Right Decision Service newsletter: September 2024

Welcome to the Right Decision Service (RDS) newsletter for September 2024.

1.Business case for permanent provision of the Right Decision Service from April 2025 onwards

This business case has now been endorsed by the HIS Board and will shortly be submitted to Scottish Government.

2. Management of RDS support tickets

To balance increasing demand with available capacity and financial resource, the RDS team and Tactuum are now working together to  implement closer management of support tickets. As a key part of this, we want to ensure clear, timely and consistent communication with yourselves as requesters.  

Editors will now start seeing new messages come through in response to support ticket requests which reflect this tightening up and improvement of our processes.

Key points to note are:

2.1 Issues confirmed by the RDS and Tactuum teams as meeting the critical/urgent and high priority criteria will continue to be prioritised and dealt with immediately.
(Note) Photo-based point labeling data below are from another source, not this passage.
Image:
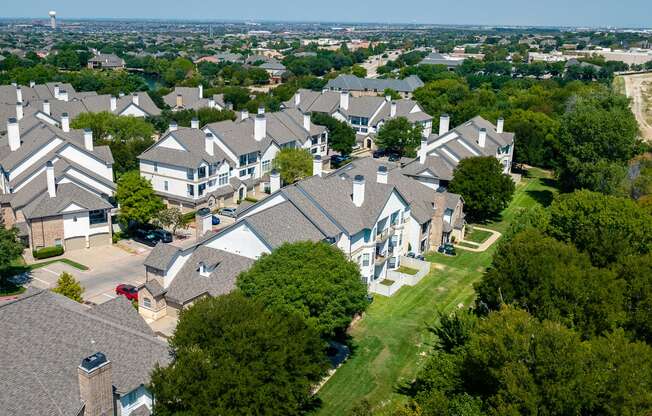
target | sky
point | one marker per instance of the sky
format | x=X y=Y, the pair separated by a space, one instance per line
x=578 y=13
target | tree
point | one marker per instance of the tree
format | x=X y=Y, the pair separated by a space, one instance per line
x=484 y=187
x=69 y=287
x=400 y=136
x=341 y=137
x=233 y=356
x=314 y=280
x=126 y=136
x=293 y=164
x=606 y=227
x=138 y=203
x=553 y=281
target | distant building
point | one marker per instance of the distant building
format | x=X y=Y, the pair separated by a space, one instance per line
x=106 y=61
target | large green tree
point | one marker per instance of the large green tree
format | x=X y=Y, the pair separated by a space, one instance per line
x=400 y=136
x=314 y=280
x=138 y=203
x=293 y=164
x=606 y=227
x=126 y=136
x=232 y=356
x=484 y=187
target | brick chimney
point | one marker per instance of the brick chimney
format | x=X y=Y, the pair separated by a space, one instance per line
x=95 y=387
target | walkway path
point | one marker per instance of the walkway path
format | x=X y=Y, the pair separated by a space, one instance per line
x=495 y=235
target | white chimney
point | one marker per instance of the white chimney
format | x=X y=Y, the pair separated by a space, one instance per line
x=344 y=100
x=19 y=111
x=49 y=176
x=65 y=122
x=13 y=134
x=381 y=175
x=500 y=125
x=444 y=124
x=423 y=150
x=482 y=137
x=317 y=166
x=209 y=144
x=260 y=127
x=274 y=181
x=358 y=190
x=88 y=139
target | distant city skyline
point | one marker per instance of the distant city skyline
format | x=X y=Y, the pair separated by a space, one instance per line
x=597 y=13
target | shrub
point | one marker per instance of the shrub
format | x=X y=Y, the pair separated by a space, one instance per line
x=47 y=252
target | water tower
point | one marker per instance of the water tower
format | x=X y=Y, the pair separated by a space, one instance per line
x=53 y=19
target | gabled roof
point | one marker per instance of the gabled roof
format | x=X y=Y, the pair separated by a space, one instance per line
x=44 y=338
Critical/urgent issues are defined as:

  1. The Service as a whole is not operational for multiple users. OR
  2. Multiple core functions of the Service are not operational for multiple users.

Example – RDS website outage.

Please remember to email ann.wales3@nhs.scot and his.decisionsupport@nhs.scot with any critical/urgent issues in addition to raising a support ticket.

High priority issues are defined as:

  1. A single core function of the Service is not operational for multiple users. OR:
  2. Multiple non-core functions of the Service are not operational for multiple users.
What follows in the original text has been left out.